Cuando llegaron, Ben condujo a Jim Ryan hasta la sala de espera, vio cómo se acostaba tranquilamente a lo largo de un banco duro y luego salió en procura de Toni, quien había localizado a su primo en el cuchitril donde se juntaba el personal de los ferrocarriles durante los intervalos de las tareas. Allí había otros empleados, todos conocidos de Toni; éste, resuelto y decidido, se dirigió a Jacopo.

—Me han pedido que atienda a este caballero, el Signor Conti de la Bristair Charter Company, quien ha venido hoy por avión desde Inglaterra para hacer algunas averiguaciones. Si tú lo puedes ayudar, te lo agradecerá mucho.

—Si usted puede serme útil, lo voy a recompensar por su ayuda —dijo Ben—. Se trata de un asunto que para mí tiene muchísima importancia.

Toni empezó a desarrollar su plan.

—A ver si recuerdas el día del casamiento de Giovanna Ferrari —empezó—. ¿En qué fecha fue, Jacopo?

—El 14 de mayo, la víspera del día del santo de Giovanna, San Giovanni ante Potam Latinam —anunció Jacopo con satisfacción—. ¿Cómo no me voy a acordar? Era el matrimonio de mi sobrina preferida y ese animal del inspector no quiso dejarme salir para ir al casamiento. Mientras Giovanna se casaba, mientras todos bebían y se divertían, yo me quedé aquí en la estación. ¿Non é vero? —preguntó a sus compañeros, quienes agregaron que era cierto, triste, pero muy cierto.

— ¡Qué suerte que estés aquí en Chiasso y puedas ayudar al Signor Conti! —declaró Toni grandiosamente—. Ahora, escucha.

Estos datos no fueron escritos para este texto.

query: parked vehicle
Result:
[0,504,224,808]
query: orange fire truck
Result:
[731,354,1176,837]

Eran las 15 cuando entró el tren que llegaba de Milán. Se bajó una inglesa, alta, morocha, distinguida, pero no muy joven. Tenía un tapado claro y un sombrero chico; llevaba una valija chica, llena de etiquetas de hoteles de Francia, Suiza, Italia, Austria: etiquetas de todas partes. Pasó por tu molinete, ¿sí? Te dio el boleto de Milán a Chiasso ¿sí?

Jacopo Ferrari se debatía. Imploraba a todos los santos (especialmente a San Antonio de Padua). ¿Pero cómo, se preguntaba, en nombre de la Santísima Virgen, cómo podía él acordarse de una inglesa que bajó de un tren en Chiasso hacía cinco, casi seis meses?

Entonces fue cuando Toni jugó su carta de triunfo.

—Hay una razón para que te acuerdes —declaró—, una buena razón. Tú tienes una hija, Jacopo, Felice, a quien yo quiero. El día del santo de Felice, el 21 de abril, le regalé un prendedor que le había comprado en Venecia. Un lagarto de plata con unas piedras azules...

De repente Jacopo rugió con satisfacción.

— ¡El lagarto azul! Tienes razón, mater sanctissima, ¡tienes razón! La señora inglesa que tenía en el tapado un lagarto azul, igualito al de Felice, bajó en Chiasso, me entregó su boleto...

Inmediatamente la conversación se transformó en un animado alboroto del que participaron los mozos de cordel, los peones y todos los que estaban allí. Toni, radiante, se frotaba la frente y miraba a Ben.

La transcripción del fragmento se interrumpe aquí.